Bien enracinés dans leurs communautés locales, ces Allemands ont pu recouvrer leur puissance et leur influence au cours des dix derniers mois. Temporairement maintenues sous embargo, leurs fortunes leur ont été restituées, et leurs entreprises prospèrent à nouveau depuis l’abolition des listes noires. Ainsi, plus rapidement qu’ils ne l’escomptaient eux-mêmes, les Allemands abordent les prochaines étapes en vue d’une attaque contre les États-Unis. De nouveau, comme ce fut déjà le cas avant la guerre, les Américains oublient les dangers qui prospèrent au sud, ceux-là mêmes qui, peu de temps avant Pearl Harbor, manquèrent de détruire le canal de Panama. La propension de l’Argentine à combattre «l’impérialisme yankee » est bien connue. Tout comme il est bien connu aussi que Perón n’hésitera pas à se servir de toute aide allemande disponible.

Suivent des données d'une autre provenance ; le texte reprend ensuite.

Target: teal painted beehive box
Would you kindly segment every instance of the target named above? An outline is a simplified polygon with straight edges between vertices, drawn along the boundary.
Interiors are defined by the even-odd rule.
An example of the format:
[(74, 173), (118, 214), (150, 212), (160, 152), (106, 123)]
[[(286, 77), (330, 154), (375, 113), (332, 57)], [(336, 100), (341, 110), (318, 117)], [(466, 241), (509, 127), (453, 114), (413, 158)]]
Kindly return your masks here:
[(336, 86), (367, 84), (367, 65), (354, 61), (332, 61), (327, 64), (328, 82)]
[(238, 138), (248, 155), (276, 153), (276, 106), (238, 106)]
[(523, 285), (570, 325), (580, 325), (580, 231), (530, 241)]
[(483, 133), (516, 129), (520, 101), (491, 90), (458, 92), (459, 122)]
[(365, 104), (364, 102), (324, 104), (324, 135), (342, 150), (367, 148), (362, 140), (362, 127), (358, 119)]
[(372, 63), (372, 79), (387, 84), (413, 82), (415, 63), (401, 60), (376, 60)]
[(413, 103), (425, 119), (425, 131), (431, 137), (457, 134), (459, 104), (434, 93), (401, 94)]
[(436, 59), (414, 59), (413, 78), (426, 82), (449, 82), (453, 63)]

Poursuivant ses propres intérêts, malgré les critiques, l’Argentine continua à recruter des nazis, d’anciens SS ou officiers de la Wehrmacht. Un rapport de la CIA sur l’Argentine, datant de 1953, décrivait le large éventail d’« experts» et autres groupes d’immigrants allemands qui se rendaient dans le pays :

Il y a des indices qui montrent que, depuis 1946, des Allemands présents en Argentine ont repris des activités nazies et croient à une résurgence du nazisme en Allemagne et en d’autres endroits du monde. Depuis 1945, l’Argentine a affaire à un important afflux d’immigrants allemands, parmi lesquels se trouvent des vétérans de la SS ou de la Wehrmacht, des économistes, des agents, des scientifiques et des experts militaires nazis.

Le mythe d’un IVe Reich en Argentine servait aussi les intérêts américains. En particulier, l’accueil d’experts en armement allemands, recrutés pour mettre en œuvre la modernisation des armées latino-américaines, dérangeait certains cercles à Washington. Le reproche fait au gouvernement argentin de mener une politique pro-allemande fut finalement exprimé auprès du président Perón lui-même. Mais celui-ci, comme les Américains, les Britanniques, les Soviétiques et les Français, se plaçait au-dessus de tout cela, le droit étant toujours subordonné à la raison d’État. 

Extrait de "Les nazis en fuite", de Gerald Steinacher, publié aux éditions Perrin, 2015.